How Billy Porter Plans to Bring Awareness to HIV/AIDs in One Special Night
In honor of Pride week, “Pose” star Billy Porter is hosting a free special screening of award-winning documentary “5B,” which puts the focus on nurses who risked their lives to form the world’s first AIDS Ward.
Porter will also speak with “5B” nurse Alison Moëd Paolercio, RN MS, and nurse, entrepreneur, innovator, and author Rebecca Love RN, MSN, FIEL, about the parallels between the HIV/AIDS and COVID-19 crisis, as well as the impact of nurses on the health equity gap.
The free virtual screening will take place June 24 from 6:00-8:30 p.m. EST. Register here!
In May, Billy revealed that he has been living with HIV for more than 10 years. in an interview with The Hollywood Reporter, Porter revealed that he was diagnosed HIV positive in 2007, the same year that he was diagnosed with type 2 diabetes and filed for bankruptcy.
He said, “The shame of that time compounded with the shame that had already [accumulated] in my life silenced me, and I have lived with that shame in silence for 14 years.

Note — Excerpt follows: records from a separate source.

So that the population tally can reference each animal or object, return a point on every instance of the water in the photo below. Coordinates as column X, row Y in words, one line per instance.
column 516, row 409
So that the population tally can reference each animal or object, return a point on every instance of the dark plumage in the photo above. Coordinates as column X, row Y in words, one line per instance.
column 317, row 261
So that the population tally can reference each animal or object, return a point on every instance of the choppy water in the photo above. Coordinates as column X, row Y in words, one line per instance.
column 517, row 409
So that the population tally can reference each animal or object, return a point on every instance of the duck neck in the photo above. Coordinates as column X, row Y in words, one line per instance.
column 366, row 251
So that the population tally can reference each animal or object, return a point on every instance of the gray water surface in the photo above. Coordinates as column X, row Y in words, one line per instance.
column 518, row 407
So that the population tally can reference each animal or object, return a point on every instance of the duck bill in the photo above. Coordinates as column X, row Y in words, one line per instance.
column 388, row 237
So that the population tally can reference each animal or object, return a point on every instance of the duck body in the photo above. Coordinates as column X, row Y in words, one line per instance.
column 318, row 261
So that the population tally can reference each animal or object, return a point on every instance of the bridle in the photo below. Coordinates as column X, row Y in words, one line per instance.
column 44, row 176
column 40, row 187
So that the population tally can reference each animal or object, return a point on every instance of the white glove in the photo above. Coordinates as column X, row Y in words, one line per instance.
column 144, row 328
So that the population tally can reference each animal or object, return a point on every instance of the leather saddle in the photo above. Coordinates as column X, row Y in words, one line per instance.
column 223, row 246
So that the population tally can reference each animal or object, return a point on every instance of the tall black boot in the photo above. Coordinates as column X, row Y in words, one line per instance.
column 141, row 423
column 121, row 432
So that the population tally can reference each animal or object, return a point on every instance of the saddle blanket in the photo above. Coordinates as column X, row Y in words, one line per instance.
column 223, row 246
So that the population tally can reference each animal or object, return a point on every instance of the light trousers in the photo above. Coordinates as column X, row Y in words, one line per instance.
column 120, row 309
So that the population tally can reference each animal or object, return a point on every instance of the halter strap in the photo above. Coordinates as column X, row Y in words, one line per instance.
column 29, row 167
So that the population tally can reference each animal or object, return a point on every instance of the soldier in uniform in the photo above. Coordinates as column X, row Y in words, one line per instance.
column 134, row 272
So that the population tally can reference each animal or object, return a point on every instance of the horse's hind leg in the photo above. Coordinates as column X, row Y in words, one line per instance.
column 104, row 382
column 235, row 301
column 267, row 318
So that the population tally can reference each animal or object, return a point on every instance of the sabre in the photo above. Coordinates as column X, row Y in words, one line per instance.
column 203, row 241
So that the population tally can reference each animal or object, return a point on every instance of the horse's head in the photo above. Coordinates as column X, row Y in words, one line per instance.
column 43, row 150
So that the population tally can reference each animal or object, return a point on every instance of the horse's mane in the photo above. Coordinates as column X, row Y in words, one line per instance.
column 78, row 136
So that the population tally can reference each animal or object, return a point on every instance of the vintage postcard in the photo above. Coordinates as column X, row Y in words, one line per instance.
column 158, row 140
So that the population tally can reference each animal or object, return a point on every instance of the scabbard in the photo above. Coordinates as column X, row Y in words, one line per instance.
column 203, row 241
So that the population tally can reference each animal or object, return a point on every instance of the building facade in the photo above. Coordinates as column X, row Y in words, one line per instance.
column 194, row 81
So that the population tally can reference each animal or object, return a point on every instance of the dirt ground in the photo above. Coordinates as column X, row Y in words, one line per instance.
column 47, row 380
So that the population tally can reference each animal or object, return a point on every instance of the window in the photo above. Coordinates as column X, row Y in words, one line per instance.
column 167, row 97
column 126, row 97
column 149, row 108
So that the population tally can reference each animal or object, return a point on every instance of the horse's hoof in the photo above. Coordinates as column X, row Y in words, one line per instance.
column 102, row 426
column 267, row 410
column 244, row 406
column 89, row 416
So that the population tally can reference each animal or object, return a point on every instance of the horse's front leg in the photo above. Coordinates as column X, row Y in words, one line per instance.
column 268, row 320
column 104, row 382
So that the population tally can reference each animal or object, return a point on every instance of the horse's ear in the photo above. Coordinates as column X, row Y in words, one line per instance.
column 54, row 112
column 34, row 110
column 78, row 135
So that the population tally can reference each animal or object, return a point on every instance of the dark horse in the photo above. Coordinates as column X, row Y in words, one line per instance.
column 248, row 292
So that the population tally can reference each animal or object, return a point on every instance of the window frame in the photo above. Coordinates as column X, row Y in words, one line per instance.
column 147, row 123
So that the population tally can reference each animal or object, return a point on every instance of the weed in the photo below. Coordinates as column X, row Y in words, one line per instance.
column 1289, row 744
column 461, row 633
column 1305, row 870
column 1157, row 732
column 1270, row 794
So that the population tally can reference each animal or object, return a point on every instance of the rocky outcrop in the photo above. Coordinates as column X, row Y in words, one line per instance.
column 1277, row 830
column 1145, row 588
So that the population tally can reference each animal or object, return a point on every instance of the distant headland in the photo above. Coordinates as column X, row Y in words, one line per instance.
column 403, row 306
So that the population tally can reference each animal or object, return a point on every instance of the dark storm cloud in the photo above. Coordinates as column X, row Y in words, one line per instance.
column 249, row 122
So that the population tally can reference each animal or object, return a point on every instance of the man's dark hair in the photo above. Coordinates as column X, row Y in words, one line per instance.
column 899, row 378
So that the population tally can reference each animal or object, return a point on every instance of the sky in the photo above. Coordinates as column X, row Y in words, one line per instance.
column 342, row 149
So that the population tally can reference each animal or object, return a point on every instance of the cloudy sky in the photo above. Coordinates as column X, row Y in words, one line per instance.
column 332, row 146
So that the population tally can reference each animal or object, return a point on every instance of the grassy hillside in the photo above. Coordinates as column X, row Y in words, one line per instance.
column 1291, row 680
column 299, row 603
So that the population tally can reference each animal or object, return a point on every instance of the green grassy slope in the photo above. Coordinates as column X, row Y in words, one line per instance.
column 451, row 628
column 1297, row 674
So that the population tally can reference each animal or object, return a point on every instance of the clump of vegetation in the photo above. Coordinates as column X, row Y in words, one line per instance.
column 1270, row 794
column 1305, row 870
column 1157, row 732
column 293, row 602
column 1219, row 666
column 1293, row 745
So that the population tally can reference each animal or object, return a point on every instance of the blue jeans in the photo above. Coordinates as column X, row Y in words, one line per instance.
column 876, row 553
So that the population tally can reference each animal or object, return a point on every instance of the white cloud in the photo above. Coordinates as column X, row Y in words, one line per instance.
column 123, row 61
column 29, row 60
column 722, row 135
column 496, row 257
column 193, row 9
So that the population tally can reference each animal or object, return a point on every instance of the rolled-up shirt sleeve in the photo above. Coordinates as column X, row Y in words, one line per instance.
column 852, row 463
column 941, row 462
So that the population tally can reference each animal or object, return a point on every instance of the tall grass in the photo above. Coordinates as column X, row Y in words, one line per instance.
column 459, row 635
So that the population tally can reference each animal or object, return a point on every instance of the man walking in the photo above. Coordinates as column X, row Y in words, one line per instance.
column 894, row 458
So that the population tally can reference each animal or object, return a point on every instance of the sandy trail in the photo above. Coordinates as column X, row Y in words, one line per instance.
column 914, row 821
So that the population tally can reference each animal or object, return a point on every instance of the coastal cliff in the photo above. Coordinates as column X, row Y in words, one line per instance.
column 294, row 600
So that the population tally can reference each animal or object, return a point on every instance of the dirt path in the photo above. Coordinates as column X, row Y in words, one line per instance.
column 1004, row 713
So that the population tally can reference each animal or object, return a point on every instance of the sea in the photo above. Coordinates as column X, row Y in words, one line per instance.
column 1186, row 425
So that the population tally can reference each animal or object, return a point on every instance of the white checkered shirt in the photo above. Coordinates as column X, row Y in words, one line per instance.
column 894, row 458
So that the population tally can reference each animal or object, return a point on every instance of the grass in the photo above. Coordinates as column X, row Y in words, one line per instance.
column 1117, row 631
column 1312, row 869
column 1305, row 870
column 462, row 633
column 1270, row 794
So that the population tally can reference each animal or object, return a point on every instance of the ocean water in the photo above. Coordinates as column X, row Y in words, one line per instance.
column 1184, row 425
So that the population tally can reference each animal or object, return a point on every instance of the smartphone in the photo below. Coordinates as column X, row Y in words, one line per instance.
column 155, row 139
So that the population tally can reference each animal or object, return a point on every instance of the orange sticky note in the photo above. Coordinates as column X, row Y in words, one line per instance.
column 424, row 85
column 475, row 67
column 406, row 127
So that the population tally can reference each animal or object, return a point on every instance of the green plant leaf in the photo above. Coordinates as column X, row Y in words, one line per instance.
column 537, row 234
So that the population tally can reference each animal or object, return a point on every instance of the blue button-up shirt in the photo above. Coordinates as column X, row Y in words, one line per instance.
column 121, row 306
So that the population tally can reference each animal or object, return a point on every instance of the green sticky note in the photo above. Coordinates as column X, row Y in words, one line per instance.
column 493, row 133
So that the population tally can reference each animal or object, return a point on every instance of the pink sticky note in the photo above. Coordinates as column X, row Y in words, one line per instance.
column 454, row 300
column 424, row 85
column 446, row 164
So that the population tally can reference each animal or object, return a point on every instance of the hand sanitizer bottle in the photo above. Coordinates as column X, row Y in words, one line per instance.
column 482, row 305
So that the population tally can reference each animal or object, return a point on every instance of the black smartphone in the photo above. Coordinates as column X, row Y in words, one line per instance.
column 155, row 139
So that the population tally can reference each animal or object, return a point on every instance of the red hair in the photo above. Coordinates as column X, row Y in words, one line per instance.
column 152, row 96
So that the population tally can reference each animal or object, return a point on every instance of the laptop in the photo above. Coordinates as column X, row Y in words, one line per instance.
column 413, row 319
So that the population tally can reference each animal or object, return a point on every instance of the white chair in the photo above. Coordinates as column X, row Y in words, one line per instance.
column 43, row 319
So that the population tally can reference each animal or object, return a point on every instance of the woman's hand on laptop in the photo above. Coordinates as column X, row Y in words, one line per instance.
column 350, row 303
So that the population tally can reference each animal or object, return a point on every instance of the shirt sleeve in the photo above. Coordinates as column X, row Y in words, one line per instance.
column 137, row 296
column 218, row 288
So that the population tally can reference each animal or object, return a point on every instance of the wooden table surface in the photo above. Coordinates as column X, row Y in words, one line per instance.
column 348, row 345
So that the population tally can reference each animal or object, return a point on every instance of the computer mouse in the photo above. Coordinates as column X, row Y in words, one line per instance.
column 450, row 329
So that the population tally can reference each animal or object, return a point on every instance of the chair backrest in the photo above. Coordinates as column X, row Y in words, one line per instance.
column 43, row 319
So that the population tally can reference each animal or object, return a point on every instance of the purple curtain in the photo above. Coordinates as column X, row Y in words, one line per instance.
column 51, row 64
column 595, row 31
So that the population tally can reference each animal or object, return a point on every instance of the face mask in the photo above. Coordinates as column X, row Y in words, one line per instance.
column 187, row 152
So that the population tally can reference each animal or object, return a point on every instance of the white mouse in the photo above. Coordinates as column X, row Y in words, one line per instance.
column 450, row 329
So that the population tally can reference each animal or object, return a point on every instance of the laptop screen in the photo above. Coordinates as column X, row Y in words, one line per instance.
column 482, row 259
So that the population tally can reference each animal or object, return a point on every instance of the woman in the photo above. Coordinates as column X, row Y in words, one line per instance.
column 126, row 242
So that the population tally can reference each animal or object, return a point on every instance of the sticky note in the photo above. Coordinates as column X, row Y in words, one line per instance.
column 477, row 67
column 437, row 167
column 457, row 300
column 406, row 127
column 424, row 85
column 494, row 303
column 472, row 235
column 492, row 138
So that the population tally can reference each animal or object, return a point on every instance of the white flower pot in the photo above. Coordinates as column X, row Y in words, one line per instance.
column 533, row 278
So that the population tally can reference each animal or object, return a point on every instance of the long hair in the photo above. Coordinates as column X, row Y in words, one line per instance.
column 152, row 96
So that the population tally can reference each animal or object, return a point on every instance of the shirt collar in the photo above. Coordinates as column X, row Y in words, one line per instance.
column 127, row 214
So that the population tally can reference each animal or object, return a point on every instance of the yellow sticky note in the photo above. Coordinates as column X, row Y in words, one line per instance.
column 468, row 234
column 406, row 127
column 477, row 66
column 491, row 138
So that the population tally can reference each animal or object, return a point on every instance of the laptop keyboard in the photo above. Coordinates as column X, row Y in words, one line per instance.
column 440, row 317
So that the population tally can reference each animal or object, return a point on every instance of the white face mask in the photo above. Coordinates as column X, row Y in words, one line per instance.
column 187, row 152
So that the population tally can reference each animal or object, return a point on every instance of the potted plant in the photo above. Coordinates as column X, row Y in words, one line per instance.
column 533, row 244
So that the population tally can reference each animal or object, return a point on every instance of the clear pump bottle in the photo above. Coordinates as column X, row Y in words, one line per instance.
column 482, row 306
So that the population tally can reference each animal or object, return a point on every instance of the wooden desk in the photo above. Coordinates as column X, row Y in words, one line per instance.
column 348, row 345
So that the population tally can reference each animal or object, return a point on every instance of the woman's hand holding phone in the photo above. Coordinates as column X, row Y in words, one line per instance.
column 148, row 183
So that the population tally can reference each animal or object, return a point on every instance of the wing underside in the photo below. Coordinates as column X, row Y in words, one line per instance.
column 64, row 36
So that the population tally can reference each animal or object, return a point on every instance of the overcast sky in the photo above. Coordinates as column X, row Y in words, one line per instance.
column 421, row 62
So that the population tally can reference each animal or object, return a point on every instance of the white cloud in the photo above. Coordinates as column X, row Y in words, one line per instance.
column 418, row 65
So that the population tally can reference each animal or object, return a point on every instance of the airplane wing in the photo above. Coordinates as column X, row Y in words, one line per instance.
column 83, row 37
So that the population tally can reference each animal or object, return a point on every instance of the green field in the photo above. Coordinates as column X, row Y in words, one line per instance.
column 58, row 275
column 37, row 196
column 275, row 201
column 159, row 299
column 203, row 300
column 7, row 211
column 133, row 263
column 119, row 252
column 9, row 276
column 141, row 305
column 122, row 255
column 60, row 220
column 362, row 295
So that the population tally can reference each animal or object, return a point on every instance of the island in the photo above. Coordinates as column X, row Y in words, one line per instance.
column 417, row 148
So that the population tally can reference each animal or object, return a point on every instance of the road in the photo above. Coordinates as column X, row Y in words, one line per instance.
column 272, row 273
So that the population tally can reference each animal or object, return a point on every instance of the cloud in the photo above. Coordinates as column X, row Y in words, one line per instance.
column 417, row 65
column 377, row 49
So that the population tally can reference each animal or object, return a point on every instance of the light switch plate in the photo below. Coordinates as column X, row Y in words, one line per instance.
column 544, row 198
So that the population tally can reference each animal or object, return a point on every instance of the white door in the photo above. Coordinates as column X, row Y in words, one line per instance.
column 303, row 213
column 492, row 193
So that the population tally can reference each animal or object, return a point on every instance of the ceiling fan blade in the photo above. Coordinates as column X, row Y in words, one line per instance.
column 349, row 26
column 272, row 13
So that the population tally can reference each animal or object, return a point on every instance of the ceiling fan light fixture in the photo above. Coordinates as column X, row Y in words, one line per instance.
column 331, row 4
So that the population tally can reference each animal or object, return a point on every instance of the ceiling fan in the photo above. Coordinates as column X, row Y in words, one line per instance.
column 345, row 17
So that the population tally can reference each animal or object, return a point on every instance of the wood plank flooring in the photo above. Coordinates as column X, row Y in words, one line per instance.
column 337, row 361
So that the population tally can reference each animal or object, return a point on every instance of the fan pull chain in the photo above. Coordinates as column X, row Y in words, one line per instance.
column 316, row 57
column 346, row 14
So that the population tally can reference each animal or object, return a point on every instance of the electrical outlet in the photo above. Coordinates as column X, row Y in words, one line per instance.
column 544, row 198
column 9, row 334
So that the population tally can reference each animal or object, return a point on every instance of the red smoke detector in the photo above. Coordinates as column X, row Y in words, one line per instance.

HIV positive, where I come from, growing up in the Pentecostal church with a very religious family, is God’s punishment.”
Porter learned of his HIV positive diagnosis after getting a pimple on his butt checked out.
As for why he decided to stay quiet about his diagnosis, Porter explained, “I was trying to have a life and a career, and I wasn’t certain I could if the wrong people knew. It would just be another way for people to discriminate against me in an already discriminatory profession. So I tried to think about it as little as I could. I tried to block it out.”
The COVID-19 pandemic changed his mindset on his diagnosis. He said, “Quarantine has taught me a lot. Everybody was required to sit down and shut the f**k up.”
Along with expressing his desire to change the narrative on what it means to be HIV positive, Porter emphasized, “It’s time to let all that go and tell a different story. There’s no more stigma — let’s be done with that. It’s time. I’ve been living it and being in the shame of it for long enough. And I’m sure this will follow me. I’m sure this is going to be the first thing everybody says, ‘HIV positive blah, blah, blah.’ Okay. Whatever. It’s not the only thing I am. I’m so much more than that diagnosis.”